Enfin le récit concernant Wonder Woman rappelle la problématique actuelle de la super-héroïne, son incapacité à retrouver Themyscira. Cet événement est traité de manière un peu factuel dans les récits Rebirth de Wonder Woman. Non pas qu'il n'y ait pas dans ceux-ci un aspect psychologique et émotionnel, mais celui-ci concentre davantage sur une autre problématique, la confusion des origines et des souvenirs de l'héroïne. Événement primordial et prioritaire de ce Rebirth, cherchant a priori à rétablir le contexte de l'âge classique sans occulter celui introduit dans les New 52, rendre caduque ce dernier sans le nier pour autant. Il s'agit donc ici d'apporter un poids émotionnel et dramatique à cette incapacité de l'héroïne à retrouver son île, en reliant ce fait au choix de Wonder Woman de quitter son île, son peuple, sa famille, pour servir d'ambassadrice dans le monde des hommes. Et le récit réussira à merveille à traiter la culpabilité ressentie par l'héroïne, et à résoudre cette culpabilité. Ce récit classique, qui ne semble guère nous en apprendre, réussit donc pourtant en peu de pages à résoudre subtilement bien des problématiques.


Enfin pour terminer l'éloge de ce premier volume, il faut mentionner sans trop en dire pour laisser tout le suspens aux futurs lecteurs, la seconde partie.
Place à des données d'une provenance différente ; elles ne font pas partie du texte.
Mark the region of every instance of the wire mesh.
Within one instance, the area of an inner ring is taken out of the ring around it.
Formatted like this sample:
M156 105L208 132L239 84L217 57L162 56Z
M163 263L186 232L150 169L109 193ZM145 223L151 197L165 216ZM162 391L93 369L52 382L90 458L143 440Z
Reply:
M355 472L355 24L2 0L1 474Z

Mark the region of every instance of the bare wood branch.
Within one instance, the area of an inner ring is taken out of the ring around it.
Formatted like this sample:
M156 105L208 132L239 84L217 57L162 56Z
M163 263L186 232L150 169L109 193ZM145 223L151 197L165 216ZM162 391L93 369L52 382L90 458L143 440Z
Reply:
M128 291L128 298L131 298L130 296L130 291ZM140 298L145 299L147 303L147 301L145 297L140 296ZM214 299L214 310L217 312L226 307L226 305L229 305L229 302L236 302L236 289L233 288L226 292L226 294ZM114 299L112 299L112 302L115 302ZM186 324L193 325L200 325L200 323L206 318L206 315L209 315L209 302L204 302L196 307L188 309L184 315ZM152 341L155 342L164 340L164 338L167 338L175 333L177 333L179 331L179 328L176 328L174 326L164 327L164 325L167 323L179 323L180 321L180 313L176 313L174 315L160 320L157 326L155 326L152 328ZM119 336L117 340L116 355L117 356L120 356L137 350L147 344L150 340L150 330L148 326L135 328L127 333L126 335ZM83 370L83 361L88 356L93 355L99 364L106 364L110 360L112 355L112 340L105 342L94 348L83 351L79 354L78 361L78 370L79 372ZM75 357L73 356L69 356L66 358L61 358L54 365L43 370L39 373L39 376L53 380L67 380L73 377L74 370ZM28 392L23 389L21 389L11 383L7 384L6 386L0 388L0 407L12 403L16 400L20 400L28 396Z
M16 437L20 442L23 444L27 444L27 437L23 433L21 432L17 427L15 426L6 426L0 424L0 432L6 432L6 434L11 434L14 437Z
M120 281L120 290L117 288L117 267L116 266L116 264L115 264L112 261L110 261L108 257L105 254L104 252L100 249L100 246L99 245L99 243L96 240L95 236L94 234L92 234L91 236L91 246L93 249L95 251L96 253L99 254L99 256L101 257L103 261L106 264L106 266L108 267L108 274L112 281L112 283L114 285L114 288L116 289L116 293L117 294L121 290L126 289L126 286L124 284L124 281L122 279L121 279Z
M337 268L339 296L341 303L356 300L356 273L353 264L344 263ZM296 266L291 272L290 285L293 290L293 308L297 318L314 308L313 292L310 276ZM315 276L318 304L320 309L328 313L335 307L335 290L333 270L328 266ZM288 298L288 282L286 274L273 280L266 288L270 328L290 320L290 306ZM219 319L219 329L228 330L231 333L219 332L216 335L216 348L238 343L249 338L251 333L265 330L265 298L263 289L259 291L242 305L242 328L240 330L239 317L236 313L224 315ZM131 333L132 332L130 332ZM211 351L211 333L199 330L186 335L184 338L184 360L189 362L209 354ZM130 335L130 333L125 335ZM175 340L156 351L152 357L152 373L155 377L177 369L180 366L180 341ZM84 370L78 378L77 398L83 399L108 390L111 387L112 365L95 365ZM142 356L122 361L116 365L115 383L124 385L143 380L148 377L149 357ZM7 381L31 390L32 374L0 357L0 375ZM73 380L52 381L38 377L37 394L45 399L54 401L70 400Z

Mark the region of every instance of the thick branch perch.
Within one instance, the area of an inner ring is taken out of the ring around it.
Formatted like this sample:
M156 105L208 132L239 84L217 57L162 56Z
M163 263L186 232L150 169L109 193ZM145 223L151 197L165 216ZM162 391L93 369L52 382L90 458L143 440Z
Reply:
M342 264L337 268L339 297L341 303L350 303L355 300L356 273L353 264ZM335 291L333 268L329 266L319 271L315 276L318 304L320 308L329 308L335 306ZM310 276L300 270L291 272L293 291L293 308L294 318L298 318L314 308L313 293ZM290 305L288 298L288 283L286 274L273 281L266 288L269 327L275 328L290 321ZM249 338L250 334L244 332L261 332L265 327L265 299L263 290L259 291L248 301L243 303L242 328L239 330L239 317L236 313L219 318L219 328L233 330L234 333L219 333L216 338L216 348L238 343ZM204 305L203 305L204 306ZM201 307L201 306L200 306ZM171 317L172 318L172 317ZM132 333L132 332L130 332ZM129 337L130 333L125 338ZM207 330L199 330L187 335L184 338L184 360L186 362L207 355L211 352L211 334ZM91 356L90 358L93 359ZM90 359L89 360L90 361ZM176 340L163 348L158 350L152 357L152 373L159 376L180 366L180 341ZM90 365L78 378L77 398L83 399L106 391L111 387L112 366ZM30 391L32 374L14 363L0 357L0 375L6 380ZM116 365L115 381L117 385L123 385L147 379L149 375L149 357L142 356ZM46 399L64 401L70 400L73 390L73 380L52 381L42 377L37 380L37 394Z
Se concentrant sur la cause de ces plongées dans le passé. un récit se développe amorcé autour de Poison Ivy. Visuellement, c'est encore l'occasion d'apporter de magnifiques planches, et un nouveau jeu de couleur adaptée au personnage, qui ravira les yeux les plus sensibles ! Mais malgré son manque de conséquence direct final sur le personnage, bien que la porte reste ouverte, ce récit permet de rendre d'autant plus attachant Poison Ivy. J'ai beaucoup apprécié cela, car il faut savoir que les New 52 ont rendus beaucoup plus ambigus les personnages que son Harley Quinn et Poison Ivy, de plus en plus souvent du côté des gentils. Malgré leur absence de moralité, on perçoit finalement la tendresse des coeurs des deux personnages. Une série limitée, Poison Ivy Cycle of Life and Death, chevauchant la période New 52 et la période Rebirth, se concentrait d'ailleurs sur la femme fatale. Sympathique récit, il restait selon moi difficile de vraiment s'attacher au personnage. A la suite de ce récit, j'éprouve à son encontre bien davantage d'empathie !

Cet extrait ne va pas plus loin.